There appears to be a more efficient way of doing this with KNC and AVX512.

Intel says in regards to AVX12 in section "2.5.3 Broadcast":

EVEX encoding provides a bit-field to encode data broadcast for some load-op instructions

and then gives the example

vmulps zmm1, zmm2, [rax] {1to16}

where

The {1to16} primitive loads one float32 (single precision) elem ent from memory, replicates it 16 times to form a vector of 16 32-bit floating-point elements, multiplies the 16 float32 elements with the corresponding elements in the first source operand vector, and put each of the 16 results into the destination operand.

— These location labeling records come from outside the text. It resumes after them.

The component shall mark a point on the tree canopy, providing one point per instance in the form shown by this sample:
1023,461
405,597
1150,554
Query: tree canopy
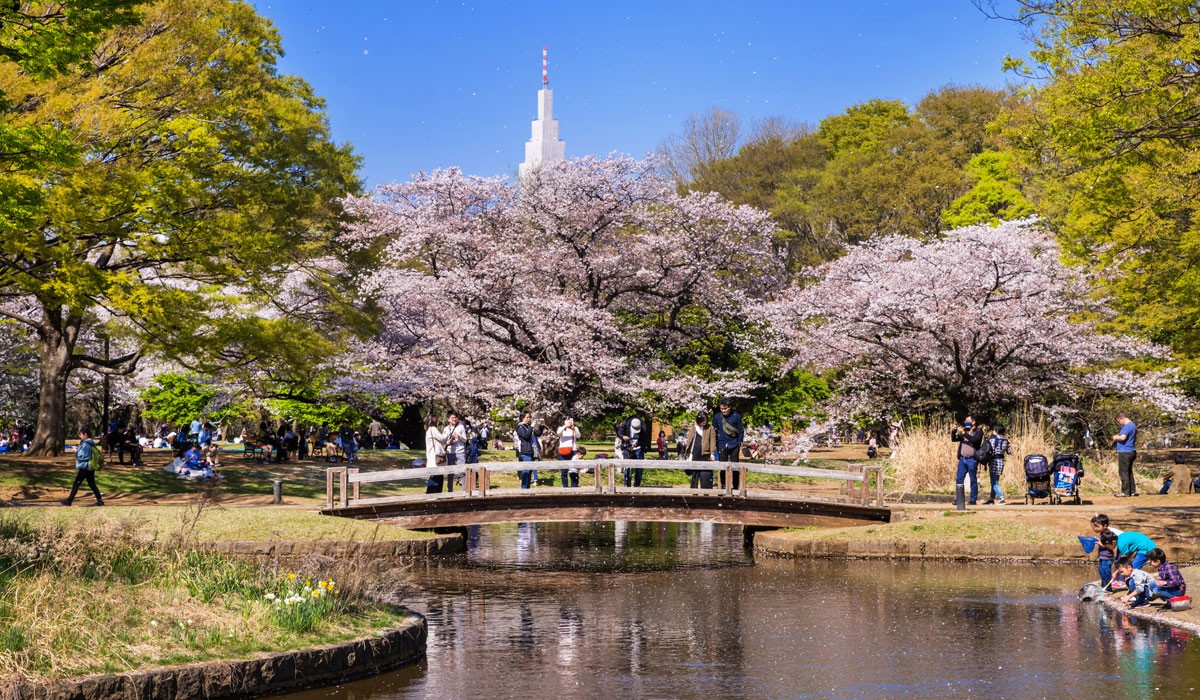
198,179
1005,321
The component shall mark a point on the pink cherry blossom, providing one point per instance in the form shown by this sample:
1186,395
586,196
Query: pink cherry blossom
570,292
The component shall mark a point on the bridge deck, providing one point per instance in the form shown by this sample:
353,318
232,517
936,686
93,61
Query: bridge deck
755,508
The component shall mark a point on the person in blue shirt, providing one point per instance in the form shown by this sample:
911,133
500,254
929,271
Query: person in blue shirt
83,468
192,458
1134,544
1127,452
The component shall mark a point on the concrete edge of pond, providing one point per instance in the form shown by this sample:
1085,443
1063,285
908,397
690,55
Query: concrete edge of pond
781,544
269,675
1151,615
379,552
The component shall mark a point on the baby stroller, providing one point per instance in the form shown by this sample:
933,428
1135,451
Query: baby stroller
1067,471
1037,479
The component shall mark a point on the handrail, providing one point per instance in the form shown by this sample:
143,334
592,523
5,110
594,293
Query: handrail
477,476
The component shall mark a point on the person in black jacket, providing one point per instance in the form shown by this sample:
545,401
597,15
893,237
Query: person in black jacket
970,437
528,450
635,441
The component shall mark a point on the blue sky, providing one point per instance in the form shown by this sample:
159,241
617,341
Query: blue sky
420,84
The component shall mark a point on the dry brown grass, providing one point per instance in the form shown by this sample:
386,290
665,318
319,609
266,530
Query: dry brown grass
924,460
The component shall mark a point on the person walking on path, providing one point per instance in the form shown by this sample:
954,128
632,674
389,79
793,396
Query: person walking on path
1127,452
85,467
1000,447
730,432
568,440
970,438
701,447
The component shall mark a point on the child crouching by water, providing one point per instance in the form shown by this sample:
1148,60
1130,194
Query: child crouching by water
1099,524
1137,581
1169,582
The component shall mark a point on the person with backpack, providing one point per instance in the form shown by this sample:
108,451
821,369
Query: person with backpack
89,460
730,432
701,447
635,438
528,448
997,446
970,438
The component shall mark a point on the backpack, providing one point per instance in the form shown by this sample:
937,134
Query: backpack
96,461
985,453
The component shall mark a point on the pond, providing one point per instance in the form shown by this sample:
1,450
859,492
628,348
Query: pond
562,611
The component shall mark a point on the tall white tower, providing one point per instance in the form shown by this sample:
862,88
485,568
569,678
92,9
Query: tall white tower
544,147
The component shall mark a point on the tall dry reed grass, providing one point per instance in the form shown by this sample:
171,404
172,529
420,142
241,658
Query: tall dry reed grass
924,460
97,594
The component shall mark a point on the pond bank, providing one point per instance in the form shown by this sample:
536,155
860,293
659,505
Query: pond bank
1188,620
267,675
1007,534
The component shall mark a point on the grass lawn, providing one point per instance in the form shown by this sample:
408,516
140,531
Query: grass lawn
217,524
81,592
943,527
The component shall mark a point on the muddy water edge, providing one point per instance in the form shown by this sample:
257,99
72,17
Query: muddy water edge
558,611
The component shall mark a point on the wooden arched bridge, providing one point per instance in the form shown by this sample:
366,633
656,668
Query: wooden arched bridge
604,498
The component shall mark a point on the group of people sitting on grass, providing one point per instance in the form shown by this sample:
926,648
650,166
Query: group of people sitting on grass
1122,556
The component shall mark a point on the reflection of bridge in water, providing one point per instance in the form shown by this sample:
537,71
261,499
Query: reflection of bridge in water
605,500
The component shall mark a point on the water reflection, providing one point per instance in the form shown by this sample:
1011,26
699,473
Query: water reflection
664,610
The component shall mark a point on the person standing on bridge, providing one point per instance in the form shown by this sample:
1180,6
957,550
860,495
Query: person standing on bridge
435,453
970,438
700,448
527,446
635,440
568,440
730,432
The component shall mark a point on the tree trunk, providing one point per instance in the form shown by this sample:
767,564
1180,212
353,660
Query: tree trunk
55,352
409,428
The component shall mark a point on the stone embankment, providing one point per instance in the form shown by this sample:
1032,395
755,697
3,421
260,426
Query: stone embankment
785,544
240,678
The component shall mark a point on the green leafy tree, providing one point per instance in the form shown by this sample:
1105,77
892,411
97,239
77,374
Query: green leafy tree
1110,135
995,193
204,181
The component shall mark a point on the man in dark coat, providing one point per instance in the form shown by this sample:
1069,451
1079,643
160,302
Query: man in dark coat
730,432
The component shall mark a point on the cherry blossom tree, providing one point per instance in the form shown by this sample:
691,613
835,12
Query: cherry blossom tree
979,318
569,292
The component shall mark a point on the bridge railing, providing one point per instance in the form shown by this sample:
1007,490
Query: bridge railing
342,483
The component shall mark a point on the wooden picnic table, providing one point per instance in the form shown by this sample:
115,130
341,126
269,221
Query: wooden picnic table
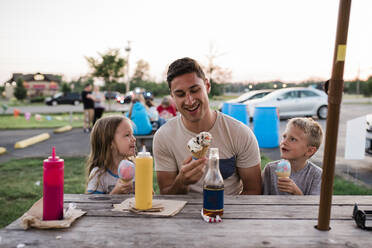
248,221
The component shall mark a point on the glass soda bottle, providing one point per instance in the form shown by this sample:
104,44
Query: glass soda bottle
213,186
53,180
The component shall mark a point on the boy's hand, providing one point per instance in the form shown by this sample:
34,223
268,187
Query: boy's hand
122,188
192,170
285,184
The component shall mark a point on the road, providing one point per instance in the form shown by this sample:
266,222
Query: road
76,142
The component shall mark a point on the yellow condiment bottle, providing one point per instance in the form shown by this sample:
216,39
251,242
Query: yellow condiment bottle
143,179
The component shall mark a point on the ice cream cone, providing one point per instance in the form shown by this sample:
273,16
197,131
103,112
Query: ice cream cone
283,174
200,153
125,181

I have never used his syntax before but you could try

void foo2_KNC(int *A, int n) {
__asm__("vmovdqa32      (%0),%%zmm0\n\t"
        "vpsravd        (%1)%{1to16}, %%zmm0, %%zmm0\n\t"
        "vmovdqa32      %%zmm0, (%0)\t"
        :
        : "r" (A), "r" (&n)
        : "memory", "%zmm0"
    );

}

this produces

vmovdqa32      (%rax),%zmm0
vpsravd        (%rdx){1to16}, %zmm0, %zmm0
vmovdqa32      %zmm0, (%rax)

Agner Fog incidentally has a section titled "8.4 Assembly syntax for AVX-512 and Knights Corner instructions" in the documentation for objconv where he says

these two instruction sets are very similar, but have different optional instruction attributes. Instructions from these two instruction sets differ by a single bit in the prefix, even for otherwise identical instructions.

According to his documentation NASM supports the AVX-512 and KNC syntax so you could try this syntax in NASM.